14. Dezember 2011 - Berufsverband der Datenschutzbeauftragten (BvD) e.V.

Datenschutzbeauftragte: „Papiertiger“ mit geringem Einfluss

Mitarbeiter schätzen den Datenschutz überwiegend als „wichtig“ oder „eher wichtig“ ein. Gleichzeitig nehmen sie die Datenschutzbeauftragten als „Papiertiger“ wahr, die einen relativ geringen Einfluss haben, zeigt eine Studie des BvD und der Universität Oldenburg.

Datenschutzbeauftrager und Administrator (Bild: vasabii / iStock / Thinkstock)

Das Thema „Datenschutz“ wird von den Mitarbeitern weitaus wichtiger bewertet als die Rolle des Datenschutzbeauftragten in Organisationen. Datenschutzbeauftragte selbst sehen ihre Position dagegen ganz anders.

Der Aussage „Der DSB in meiner Organisation berät und gestaltet.“ stimmten fast 80 Prozent der befragten Datenschutzbeauftragten zu. Nicht-DSBs konnten dem nur zu knapp 30 Prozent zustimmen.

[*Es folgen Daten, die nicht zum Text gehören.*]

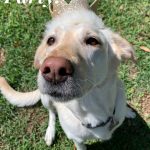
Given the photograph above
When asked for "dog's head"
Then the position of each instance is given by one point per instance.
(77, 53)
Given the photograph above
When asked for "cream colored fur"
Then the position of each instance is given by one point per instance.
(102, 91)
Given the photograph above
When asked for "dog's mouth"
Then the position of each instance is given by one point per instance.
(63, 91)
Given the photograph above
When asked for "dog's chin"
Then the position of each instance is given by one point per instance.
(64, 91)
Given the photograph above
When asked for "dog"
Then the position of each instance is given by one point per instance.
(77, 62)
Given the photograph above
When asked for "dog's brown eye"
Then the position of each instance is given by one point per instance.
(92, 41)
(51, 41)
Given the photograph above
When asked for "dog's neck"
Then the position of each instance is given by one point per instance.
(99, 102)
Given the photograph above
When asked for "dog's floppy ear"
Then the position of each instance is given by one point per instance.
(120, 46)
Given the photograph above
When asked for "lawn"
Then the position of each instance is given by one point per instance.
(21, 29)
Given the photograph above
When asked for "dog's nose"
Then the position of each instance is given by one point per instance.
(56, 69)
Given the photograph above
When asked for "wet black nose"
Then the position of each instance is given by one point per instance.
(56, 69)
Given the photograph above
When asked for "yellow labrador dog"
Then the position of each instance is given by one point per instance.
(77, 61)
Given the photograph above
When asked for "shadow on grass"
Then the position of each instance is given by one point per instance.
(134, 134)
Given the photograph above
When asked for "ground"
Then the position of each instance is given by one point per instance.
(21, 29)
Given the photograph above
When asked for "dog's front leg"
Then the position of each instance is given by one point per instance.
(79, 146)
(50, 132)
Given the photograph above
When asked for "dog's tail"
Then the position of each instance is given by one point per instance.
(18, 98)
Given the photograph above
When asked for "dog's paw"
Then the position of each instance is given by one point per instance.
(130, 113)
(49, 136)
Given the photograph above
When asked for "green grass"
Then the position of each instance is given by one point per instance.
(21, 29)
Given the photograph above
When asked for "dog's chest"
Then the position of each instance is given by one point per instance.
(91, 110)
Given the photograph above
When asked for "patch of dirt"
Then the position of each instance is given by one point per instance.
(133, 71)
(2, 56)
(145, 105)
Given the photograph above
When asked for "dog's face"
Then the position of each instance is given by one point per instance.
(77, 54)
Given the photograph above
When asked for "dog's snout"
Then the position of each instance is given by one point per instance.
(56, 69)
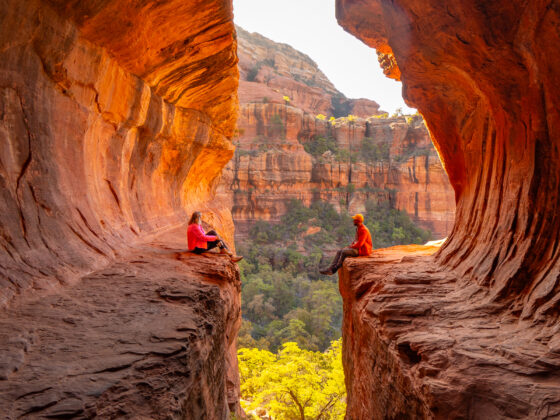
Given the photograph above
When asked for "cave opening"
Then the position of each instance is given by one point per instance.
(308, 157)
(117, 119)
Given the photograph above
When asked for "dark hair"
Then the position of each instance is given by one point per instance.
(195, 218)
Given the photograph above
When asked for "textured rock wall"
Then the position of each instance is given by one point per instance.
(94, 155)
(485, 77)
(115, 123)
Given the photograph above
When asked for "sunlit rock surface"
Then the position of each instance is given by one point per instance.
(471, 332)
(115, 122)
(271, 166)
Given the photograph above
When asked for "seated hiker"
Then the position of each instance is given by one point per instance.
(200, 242)
(362, 246)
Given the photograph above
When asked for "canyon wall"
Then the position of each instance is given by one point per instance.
(471, 331)
(276, 159)
(115, 121)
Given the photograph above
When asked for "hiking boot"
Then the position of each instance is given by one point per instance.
(225, 251)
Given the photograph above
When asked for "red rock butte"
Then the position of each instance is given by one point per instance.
(115, 119)
(472, 331)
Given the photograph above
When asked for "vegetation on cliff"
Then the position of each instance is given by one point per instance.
(294, 383)
(284, 298)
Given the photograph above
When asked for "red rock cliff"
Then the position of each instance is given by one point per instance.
(115, 121)
(471, 332)
(271, 165)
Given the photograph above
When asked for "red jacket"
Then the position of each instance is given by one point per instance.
(197, 238)
(363, 241)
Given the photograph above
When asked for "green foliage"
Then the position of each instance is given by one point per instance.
(340, 106)
(284, 298)
(295, 383)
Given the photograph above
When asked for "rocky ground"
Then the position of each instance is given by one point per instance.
(420, 343)
(144, 337)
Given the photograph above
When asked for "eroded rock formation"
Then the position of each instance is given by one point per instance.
(271, 165)
(471, 332)
(115, 121)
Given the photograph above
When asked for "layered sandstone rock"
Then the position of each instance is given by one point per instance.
(271, 165)
(471, 332)
(115, 122)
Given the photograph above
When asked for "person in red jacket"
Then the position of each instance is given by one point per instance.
(362, 246)
(200, 241)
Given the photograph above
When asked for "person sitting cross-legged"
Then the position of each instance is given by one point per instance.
(362, 246)
(200, 241)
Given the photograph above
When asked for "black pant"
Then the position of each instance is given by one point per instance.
(341, 255)
(211, 244)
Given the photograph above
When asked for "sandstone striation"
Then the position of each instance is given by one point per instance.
(471, 332)
(271, 165)
(115, 121)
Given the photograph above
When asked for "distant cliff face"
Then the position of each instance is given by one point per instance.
(285, 152)
(269, 71)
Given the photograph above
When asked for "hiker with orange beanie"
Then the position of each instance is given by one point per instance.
(362, 246)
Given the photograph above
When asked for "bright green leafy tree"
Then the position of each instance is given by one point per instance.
(295, 383)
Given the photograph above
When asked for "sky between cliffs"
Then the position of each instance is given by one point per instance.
(310, 26)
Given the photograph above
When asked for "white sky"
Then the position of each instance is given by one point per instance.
(310, 26)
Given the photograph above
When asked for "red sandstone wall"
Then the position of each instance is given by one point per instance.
(113, 125)
(492, 109)
(473, 331)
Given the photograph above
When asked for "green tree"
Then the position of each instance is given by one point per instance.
(295, 383)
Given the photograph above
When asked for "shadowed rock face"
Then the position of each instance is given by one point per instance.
(96, 149)
(115, 122)
(485, 77)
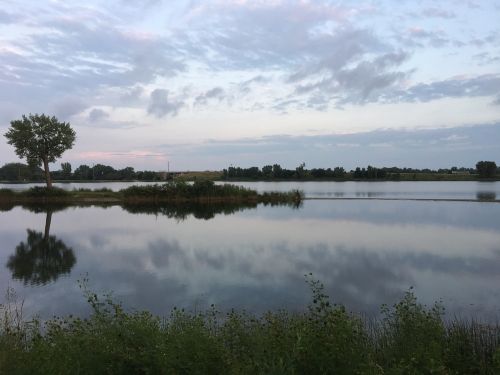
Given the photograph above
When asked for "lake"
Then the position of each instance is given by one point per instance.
(366, 252)
(461, 190)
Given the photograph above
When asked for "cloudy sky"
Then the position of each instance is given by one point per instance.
(206, 84)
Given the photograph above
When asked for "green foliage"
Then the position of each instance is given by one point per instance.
(181, 189)
(324, 339)
(40, 139)
(44, 192)
(413, 337)
(486, 169)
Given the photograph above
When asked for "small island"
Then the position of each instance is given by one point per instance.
(203, 191)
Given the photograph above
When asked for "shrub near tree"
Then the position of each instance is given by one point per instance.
(40, 139)
(486, 168)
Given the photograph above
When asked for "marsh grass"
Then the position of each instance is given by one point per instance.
(201, 191)
(325, 339)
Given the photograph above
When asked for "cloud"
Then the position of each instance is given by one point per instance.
(456, 87)
(426, 148)
(160, 105)
(97, 114)
(6, 18)
(438, 13)
(69, 106)
(217, 93)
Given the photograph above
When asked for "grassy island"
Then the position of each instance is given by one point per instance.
(409, 338)
(179, 191)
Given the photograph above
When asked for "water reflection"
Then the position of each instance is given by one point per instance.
(42, 258)
(366, 253)
(205, 211)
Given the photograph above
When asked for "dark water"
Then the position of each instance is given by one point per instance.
(366, 252)
(462, 190)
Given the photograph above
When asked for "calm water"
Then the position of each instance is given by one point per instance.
(350, 189)
(367, 252)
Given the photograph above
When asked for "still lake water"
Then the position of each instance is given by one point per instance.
(366, 252)
(330, 189)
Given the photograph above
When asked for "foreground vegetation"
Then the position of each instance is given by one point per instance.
(325, 339)
(174, 191)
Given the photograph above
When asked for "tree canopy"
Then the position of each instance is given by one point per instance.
(40, 139)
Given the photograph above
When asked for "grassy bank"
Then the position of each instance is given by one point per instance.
(325, 339)
(178, 191)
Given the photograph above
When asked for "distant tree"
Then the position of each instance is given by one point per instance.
(277, 171)
(66, 170)
(41, 140)
(83, 172)
(486, 168)
(300, 170)
(267, 170)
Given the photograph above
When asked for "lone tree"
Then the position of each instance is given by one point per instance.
(486, 168)
(40, 139)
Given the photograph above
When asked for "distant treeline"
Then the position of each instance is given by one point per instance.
(483, 169)
(101, 172)
(98, 172)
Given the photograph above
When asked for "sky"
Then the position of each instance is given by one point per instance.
(206, 84)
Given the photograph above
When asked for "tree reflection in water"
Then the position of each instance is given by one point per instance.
(42, 258)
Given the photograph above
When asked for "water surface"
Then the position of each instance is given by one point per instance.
(367, 252)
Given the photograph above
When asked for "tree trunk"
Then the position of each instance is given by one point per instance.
(47, 173)
(48, 219)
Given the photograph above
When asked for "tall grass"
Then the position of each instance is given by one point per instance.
(324, 339)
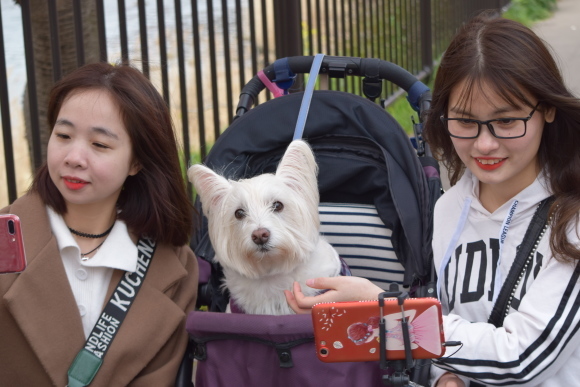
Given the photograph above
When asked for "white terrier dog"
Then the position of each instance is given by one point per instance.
(265, 230)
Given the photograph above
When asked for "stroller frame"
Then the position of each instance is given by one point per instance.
(281, 75)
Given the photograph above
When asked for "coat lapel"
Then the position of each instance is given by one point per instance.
(150, 322)
(40, 299)
(42, 303)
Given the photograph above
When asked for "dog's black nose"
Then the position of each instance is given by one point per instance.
(261, 236)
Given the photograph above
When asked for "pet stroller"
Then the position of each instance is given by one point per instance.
(377, 193)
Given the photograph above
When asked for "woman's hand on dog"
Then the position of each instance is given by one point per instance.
(343, 288)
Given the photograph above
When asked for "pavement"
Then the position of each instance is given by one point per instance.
(562, 32)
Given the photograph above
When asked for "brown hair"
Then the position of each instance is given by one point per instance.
(154, 202)
(513, 60)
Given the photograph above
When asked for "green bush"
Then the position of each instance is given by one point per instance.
(529, 11)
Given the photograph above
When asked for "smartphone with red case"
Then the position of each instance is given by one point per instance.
(12, 256)
(349, 331)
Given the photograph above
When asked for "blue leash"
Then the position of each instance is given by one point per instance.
(307, 98)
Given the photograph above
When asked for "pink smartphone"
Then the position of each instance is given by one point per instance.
(349, 331)
(12, 256)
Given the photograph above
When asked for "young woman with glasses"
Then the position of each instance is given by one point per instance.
(507, 128)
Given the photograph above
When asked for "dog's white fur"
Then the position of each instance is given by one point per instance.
(256, 274)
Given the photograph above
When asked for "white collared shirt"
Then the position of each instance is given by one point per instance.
(89, 280)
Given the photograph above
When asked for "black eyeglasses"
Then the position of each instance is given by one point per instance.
(508, 127)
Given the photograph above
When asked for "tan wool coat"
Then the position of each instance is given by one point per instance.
(40, 325)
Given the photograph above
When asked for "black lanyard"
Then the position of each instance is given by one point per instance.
(90, 358)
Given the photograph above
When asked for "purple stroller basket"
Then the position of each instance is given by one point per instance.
(257, 351)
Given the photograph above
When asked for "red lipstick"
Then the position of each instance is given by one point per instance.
(74, 183)
(488, 167)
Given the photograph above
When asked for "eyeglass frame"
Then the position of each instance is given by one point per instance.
(487, 123)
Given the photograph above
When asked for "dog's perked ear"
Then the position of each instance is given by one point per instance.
(298, 168)
(210, 186)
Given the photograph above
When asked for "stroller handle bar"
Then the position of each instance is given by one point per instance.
(372, 69)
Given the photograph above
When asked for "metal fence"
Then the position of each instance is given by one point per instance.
(199, 54)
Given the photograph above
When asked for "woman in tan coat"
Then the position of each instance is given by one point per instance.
(112, 178)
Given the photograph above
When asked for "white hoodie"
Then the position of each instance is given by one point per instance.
(539, 343)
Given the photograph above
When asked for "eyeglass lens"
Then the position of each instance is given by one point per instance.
(505, 128)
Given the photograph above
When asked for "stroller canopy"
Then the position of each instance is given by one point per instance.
(363, 155)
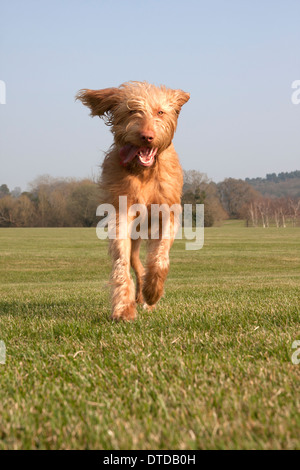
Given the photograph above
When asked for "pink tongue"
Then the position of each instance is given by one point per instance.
(127, 153)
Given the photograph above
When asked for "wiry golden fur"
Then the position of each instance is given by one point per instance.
(141, 116)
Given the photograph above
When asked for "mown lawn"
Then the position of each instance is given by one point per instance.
(210, 368)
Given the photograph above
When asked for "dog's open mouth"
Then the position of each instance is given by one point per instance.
(144, 155)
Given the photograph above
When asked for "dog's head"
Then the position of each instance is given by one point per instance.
(143, 117)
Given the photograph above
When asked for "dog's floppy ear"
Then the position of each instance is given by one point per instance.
(100, 102)
(180, 98)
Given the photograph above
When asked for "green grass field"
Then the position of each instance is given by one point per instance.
(210, 368)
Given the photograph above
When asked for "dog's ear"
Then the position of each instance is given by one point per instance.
(101, 102)
(180, 98)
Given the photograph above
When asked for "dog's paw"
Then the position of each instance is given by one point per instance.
(148, 308)
(124, 312)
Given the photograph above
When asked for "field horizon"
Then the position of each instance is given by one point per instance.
(210, 368)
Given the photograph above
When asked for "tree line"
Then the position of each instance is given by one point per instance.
(57, 202)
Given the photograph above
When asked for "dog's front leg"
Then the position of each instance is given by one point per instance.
(123, 290)
(157, 268)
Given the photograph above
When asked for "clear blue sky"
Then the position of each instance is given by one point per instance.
(237, 58)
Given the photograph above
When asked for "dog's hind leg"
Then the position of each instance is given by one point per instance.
(123, 291)
(137, 267)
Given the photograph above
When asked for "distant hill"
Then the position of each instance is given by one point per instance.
(282, 185)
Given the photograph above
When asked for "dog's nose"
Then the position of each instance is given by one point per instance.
(147, 136)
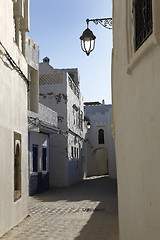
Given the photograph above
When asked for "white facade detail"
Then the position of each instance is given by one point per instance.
(13, 117)
(59, 90)
(100, 151)
(136, 116)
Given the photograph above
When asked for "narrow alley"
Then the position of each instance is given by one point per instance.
(87, 211)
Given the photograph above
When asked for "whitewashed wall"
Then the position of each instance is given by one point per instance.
(136, 118)
(13, 118)
(101, 157)
(56, 93)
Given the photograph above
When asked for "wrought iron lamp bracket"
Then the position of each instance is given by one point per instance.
(105, 22)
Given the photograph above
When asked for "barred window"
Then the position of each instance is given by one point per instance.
(143, 21)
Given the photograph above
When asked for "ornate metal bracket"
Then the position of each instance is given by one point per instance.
(105, 22)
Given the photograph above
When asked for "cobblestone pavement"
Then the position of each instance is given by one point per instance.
(87, 211)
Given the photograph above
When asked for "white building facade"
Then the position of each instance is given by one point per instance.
(42, 122)
(100, 151)
(136, 116)
(14, 22)
(59, 90)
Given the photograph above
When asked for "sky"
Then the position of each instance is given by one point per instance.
(56, 26)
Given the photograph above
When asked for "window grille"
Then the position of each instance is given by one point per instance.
(101, 136)
(143, 21)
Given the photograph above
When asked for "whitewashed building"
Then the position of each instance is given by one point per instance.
(100, 151)
(42, 122)
(59, 90)
(136, 116)
(14, 22)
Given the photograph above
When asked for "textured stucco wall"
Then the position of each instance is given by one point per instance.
(13, 118)
(101, 157)
(136, 117)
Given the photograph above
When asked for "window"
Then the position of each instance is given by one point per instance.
(143, 21)
(75, 152)
(101, 136)
(17, 166)
(35, 158)
(72, 152)
(44, 158)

Studie zum Selbst- und Fremdbild der Datenschutzbeauftragten

Zu diesem Ergebnis kommt eine wissenschaftliche Studie, die der Berufsverband der Datenschutzbeauftragten Deutschlands (BvD) e.V. in Zusammenarbeit mit dem Institut für Betriebswirtschaftslehre und Wirtschaftspädagogik der Carl von Ossietzky Universität in Oldenburg zum Selbst- und Fremdbild der Datenschutzbeauftragten erstellt hat.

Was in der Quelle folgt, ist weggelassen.